You don’t have to be blackout to rely on technology as a substitute memory bank. In fact, there’s burgeoning research showing that technology is making us remember things less well, since we basically outsource the job of “remembering” to our devices. Many studies show that we remember stuff we’ve photographed less well than stuff we’ve merely seen. The logic is simple: Our lazy brains figure the smartphone will capture the event, so we don’t need to really attend to it ourselves. One study of families during their long-anticipated vacations, published in the Journal of Travel Research, found that “a preoccupation with smartphones resulted in the impairment of the family vacation experience as an autobiographic memory.” In other words, staying glued to their phones prevented people from absorbing experiences and making memories a part of their own identity.
In The Lost Night, I wanted to explore that interplay of committing stuff to memory vs letting technology do the work—especially in 2009, this funky in-between era when we didn’t automatically document everything, when videos and pictures and posts weren’t shared with future access in mind. Instagram and iPads didn’t exist; Twitter didn’t let you add hashtags to organize or find related posts, and iCloud hadn’t yet made its debut. Even the way we stored stuff quickly became obsolete: CD-ROMs and memory cards and digital cameras became locked vaults we can barely crack open these days. Your Flip cam didn’t “speak” with your flip phone, and you had to store all those old photos on an external hard drive somewhere. What if, in 2029, you weren’t able to access the photos and Facebook posts and tweets and Evernotes you’re creating now? Would you regret not paying more attention, not putting your phone down and letting an experience soak into your brain, take up residence in the hippocampus for later retrieval?
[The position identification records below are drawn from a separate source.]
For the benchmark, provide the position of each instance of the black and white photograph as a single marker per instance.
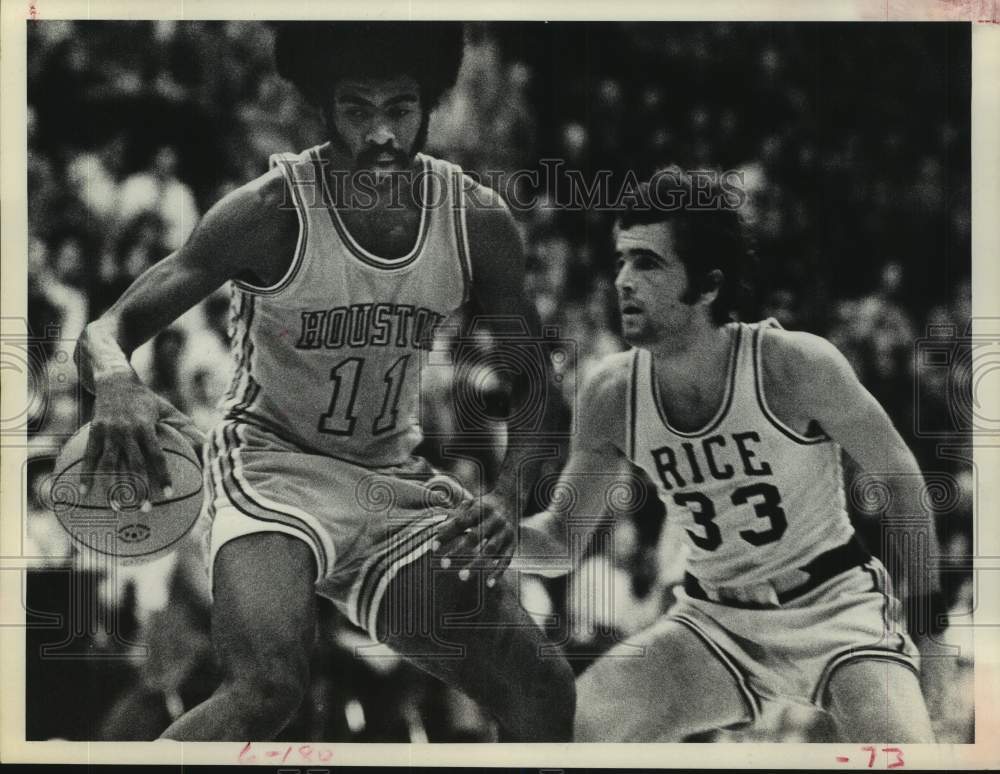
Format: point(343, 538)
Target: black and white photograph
point(498, 382)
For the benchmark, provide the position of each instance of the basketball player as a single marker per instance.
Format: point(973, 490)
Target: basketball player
point(740, 427)
point(343, 259)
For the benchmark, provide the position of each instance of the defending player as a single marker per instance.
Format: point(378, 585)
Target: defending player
point(343, 257)
point(740, 427)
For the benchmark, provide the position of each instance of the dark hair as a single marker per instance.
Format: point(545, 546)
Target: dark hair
point(315, 55)
point(708, 231)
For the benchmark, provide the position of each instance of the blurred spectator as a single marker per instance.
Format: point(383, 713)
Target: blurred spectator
point(862, 230)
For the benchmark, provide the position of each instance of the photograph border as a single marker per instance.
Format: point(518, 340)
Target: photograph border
point(985, 753)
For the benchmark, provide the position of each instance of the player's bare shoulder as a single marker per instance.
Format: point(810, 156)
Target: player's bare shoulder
point(798, 371)
point(602, 400)
point(252, 230)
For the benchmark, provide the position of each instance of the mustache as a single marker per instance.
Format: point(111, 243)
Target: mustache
point(369, 156)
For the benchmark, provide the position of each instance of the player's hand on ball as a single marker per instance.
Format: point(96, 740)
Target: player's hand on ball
point(479, 538)
point(122, 443)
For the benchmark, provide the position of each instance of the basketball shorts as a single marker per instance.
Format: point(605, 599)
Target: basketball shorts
point(790, 652)
point(362, 524)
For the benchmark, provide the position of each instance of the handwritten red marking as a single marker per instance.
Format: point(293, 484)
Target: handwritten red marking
point(302, 754)
point(244, 758)
point(898, 763)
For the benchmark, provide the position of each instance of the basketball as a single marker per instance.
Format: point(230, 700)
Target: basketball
point(128, 532)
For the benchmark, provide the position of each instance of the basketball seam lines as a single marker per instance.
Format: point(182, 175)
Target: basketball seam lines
point(301, 242)
point(734, 669)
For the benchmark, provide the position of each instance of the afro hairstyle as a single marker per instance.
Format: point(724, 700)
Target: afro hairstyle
point(313, 56)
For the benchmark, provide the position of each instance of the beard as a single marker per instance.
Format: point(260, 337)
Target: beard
point(366, 158)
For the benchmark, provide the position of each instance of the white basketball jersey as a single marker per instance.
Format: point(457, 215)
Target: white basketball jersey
point(754, 497)
point(329, 356)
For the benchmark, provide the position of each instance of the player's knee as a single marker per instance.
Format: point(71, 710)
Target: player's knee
point(272, 691)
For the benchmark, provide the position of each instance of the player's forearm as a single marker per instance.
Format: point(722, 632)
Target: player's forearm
point(542, 546)
point(909, 531)
point(99, 355)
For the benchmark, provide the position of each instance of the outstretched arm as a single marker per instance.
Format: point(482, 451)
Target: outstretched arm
point(484, 536)
point(236, 236)
point(829, 388)
point(596, 482)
The world has learned some tough lessons over the last few months about the fallibility of memory: Witness Jill Abramson’s sloppy reporting, Brett Kavanaugh’s insistence that Christine Blasey Ford made the whole thing up, thriller writer Dan Mallory digging in his heels over a completely fabricated childhood, and more. As we grow more and more reliant on our devices, our memories are only going to grow weaker. At the heart of The Lost Night is the question we should all be asking ourselves, and then, hopefully, lowering our phones to let the present sink into our brains (not just the Cloud): If your memories make you who you are, who are you when you can’t trust your own memories?